Lusaka, Zambia, is a city where the worst-case AIDS scenario is coming true—HIV has infected one in three adults. There I met Evans Ganzini Banda, a clean-cut Zambian in his late 20s. Not long ago Banda became one of 650,000 people to have lost both parents to AIDS in this country where, like many countries in sub-Saharan Africa, widespread prostitution and multiple sexual partners are common.

Faced with the expense of supporting five sisters, Banda founded a newspaper called Trend Setters, which prints frank articles about the risks of HIV and other sexually transmitted diseases. As further illustration of Lusaka's plight, he ushered me into a taxi one Saturday night for a very uncomfortable exercise.

"The nightclubs are where AIDS is happening," he said as we toured the city.

We pulled up in front of one such club, a cinder-block structure with a corrugated steel roof. A group of teenage girls clustered at the car window. One of them, a gangly adolescent in beat-up high heels and a miniskirt, introduced herself as Adrina and slid into the car.

"How much?" asked Banda.

"It depends on what you want."

He told her.

"Thirty thousand kwacha [about ten U.S. dollars]," she said. "With condom."

"How much without?" asked Banda.

She shook her head.

"Why not?" he asked.

"AIDS," she said.

Banda pressed: "OK, 60,000 kwacha, without condom. "

She hesitated, then answered: "A hundred thousand, without."

Banda looked at me.
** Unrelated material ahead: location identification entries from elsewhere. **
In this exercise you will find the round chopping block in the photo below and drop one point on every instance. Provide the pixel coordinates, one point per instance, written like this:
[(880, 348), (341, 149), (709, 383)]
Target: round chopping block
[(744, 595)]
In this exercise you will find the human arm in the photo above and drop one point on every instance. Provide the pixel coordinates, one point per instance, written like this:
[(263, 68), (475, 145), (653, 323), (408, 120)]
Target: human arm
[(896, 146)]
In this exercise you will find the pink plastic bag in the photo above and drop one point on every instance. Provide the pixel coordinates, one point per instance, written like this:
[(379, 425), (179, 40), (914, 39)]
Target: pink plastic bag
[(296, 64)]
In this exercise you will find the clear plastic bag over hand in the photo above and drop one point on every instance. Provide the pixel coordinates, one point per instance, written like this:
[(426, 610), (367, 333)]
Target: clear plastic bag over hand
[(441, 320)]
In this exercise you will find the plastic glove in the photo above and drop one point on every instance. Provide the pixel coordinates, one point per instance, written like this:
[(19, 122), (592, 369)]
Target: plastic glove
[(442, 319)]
We had found the value of a life here—about $33.

We told Adrina we were actually taking a survey and asked her why she would risk her life. She said she had no other way to make money for the coming week. She was trying to save $125 to start a business selling secondhand clothes imported from the U.K. In the meantime she had one commodity to sell.
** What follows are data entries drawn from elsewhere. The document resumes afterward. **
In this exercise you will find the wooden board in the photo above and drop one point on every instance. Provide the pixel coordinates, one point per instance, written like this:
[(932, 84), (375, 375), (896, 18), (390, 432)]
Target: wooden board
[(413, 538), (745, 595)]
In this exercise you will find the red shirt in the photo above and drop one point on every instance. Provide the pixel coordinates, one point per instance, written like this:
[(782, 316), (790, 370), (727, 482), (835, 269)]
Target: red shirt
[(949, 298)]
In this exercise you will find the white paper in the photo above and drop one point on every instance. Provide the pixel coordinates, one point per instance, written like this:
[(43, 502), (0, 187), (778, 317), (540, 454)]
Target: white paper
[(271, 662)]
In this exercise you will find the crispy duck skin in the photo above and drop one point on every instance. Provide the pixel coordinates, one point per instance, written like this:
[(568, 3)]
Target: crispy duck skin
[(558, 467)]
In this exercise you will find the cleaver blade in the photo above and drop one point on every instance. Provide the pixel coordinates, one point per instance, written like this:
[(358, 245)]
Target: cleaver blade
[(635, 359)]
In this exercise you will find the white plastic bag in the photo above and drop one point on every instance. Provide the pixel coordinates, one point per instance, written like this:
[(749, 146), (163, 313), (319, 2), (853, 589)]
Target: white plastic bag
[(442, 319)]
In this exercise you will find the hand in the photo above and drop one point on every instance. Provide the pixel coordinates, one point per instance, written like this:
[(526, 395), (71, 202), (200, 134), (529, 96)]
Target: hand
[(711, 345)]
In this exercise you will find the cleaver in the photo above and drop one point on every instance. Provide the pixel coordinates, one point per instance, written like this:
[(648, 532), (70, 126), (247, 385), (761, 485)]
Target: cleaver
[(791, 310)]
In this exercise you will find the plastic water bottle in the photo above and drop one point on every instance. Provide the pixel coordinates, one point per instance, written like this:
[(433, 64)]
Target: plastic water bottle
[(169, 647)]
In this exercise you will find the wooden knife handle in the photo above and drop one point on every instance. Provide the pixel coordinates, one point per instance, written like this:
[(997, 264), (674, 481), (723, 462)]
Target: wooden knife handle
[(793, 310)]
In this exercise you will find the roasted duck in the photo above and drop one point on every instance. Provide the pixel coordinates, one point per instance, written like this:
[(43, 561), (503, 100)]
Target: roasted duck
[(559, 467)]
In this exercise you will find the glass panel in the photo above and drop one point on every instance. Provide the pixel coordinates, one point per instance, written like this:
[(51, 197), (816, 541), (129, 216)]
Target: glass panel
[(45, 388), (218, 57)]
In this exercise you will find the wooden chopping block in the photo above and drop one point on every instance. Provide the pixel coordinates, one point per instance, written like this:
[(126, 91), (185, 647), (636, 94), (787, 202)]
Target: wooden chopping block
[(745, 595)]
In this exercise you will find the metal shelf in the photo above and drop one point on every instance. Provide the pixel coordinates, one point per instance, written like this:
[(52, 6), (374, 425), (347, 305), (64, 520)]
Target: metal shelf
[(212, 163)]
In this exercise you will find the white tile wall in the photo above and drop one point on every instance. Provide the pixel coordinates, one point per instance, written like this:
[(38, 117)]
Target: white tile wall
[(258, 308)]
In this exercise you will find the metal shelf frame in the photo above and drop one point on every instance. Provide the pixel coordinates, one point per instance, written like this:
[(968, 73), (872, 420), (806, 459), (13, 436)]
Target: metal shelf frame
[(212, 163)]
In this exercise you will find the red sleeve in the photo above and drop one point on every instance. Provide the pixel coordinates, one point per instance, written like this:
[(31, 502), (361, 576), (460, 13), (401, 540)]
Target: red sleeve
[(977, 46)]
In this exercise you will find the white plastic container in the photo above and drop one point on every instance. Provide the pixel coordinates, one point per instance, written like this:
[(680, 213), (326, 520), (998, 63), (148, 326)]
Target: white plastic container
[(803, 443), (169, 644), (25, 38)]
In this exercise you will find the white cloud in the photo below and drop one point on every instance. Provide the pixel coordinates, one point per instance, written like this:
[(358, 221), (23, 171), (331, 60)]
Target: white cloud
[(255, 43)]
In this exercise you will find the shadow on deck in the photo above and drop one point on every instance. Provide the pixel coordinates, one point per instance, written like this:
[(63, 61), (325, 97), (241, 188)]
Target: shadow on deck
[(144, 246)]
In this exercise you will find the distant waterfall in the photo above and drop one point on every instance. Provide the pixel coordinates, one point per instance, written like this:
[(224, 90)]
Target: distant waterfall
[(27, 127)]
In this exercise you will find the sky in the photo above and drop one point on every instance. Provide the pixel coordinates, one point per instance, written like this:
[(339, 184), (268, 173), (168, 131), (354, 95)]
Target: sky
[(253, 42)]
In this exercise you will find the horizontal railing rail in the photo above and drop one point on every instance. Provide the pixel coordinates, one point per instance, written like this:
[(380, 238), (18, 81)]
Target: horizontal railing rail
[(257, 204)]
We gave her some money, about twice what she could have expected from a typical customer. Banda implored her to go home. She climbed out of the car counting the cash, leaving us pessimistic about her chances.
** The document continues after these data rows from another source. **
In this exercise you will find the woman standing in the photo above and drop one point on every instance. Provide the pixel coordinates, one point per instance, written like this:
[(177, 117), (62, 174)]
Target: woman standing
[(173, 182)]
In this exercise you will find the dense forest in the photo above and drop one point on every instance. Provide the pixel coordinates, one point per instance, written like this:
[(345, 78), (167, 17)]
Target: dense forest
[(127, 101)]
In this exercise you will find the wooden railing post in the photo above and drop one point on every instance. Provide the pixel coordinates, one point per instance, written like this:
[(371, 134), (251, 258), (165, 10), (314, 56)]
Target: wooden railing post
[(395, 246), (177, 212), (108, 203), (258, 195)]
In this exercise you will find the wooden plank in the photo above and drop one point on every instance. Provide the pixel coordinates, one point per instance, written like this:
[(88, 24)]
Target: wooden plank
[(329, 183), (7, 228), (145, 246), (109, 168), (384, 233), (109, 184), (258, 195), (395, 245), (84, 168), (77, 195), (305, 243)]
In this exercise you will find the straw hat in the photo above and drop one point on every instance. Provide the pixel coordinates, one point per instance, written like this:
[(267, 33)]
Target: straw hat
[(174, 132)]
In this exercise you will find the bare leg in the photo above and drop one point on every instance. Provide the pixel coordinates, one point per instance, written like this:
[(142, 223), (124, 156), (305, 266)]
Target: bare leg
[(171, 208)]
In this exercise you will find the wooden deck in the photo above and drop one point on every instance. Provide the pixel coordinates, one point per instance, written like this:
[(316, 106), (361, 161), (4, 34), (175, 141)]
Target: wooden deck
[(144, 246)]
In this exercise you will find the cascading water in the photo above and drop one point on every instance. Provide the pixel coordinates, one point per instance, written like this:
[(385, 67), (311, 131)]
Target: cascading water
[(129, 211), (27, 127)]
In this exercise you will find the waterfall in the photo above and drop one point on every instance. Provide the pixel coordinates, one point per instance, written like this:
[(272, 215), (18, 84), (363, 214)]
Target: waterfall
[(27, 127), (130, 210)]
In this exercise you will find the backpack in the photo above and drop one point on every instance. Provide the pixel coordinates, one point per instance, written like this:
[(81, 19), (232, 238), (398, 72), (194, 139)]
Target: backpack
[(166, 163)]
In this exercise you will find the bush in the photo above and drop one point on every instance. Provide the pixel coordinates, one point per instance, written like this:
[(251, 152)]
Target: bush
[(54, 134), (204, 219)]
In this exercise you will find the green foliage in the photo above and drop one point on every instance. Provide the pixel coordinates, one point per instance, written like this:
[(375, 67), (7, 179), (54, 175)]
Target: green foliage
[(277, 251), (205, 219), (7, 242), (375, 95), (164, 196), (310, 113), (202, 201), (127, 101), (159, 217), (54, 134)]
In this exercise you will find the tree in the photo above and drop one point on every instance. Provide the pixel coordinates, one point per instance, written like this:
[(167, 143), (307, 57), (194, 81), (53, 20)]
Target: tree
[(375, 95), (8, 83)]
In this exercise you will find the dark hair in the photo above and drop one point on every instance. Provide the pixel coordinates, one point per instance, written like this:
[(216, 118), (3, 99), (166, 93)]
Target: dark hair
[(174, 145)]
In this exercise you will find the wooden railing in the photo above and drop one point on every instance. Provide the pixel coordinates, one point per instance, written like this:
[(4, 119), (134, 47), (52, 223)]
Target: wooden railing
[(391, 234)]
On a rainy winter day on the NIH campus back in the U.S., the Vaccine Research Center's Gary Nabel summed it up thus: "The problems of the developing world are our problems too. We're already dealing with more than 36 million incubators walking around with this virus, spreading it to other people. And it's got enormous abilities for adapting to new niches."

Clearly, what causes AIDS and what causes an AIDS pandemic are two very different, intractable problems. But the words I'd heard about vaccines from Peggy Johnston at NIH rang true. A future vaccine will not cure Dennis, already infected with HIV, and offers little hope for Adrina or the Thai man at Clinic 17, in danger of becoming infected soon. But a vaccine might someday make a difference for people like them, for their countries, for the world. Until that day arrives, the AIDS crisis will continue to rampage through developing nations with unpredictable consequences for the future of all humankind.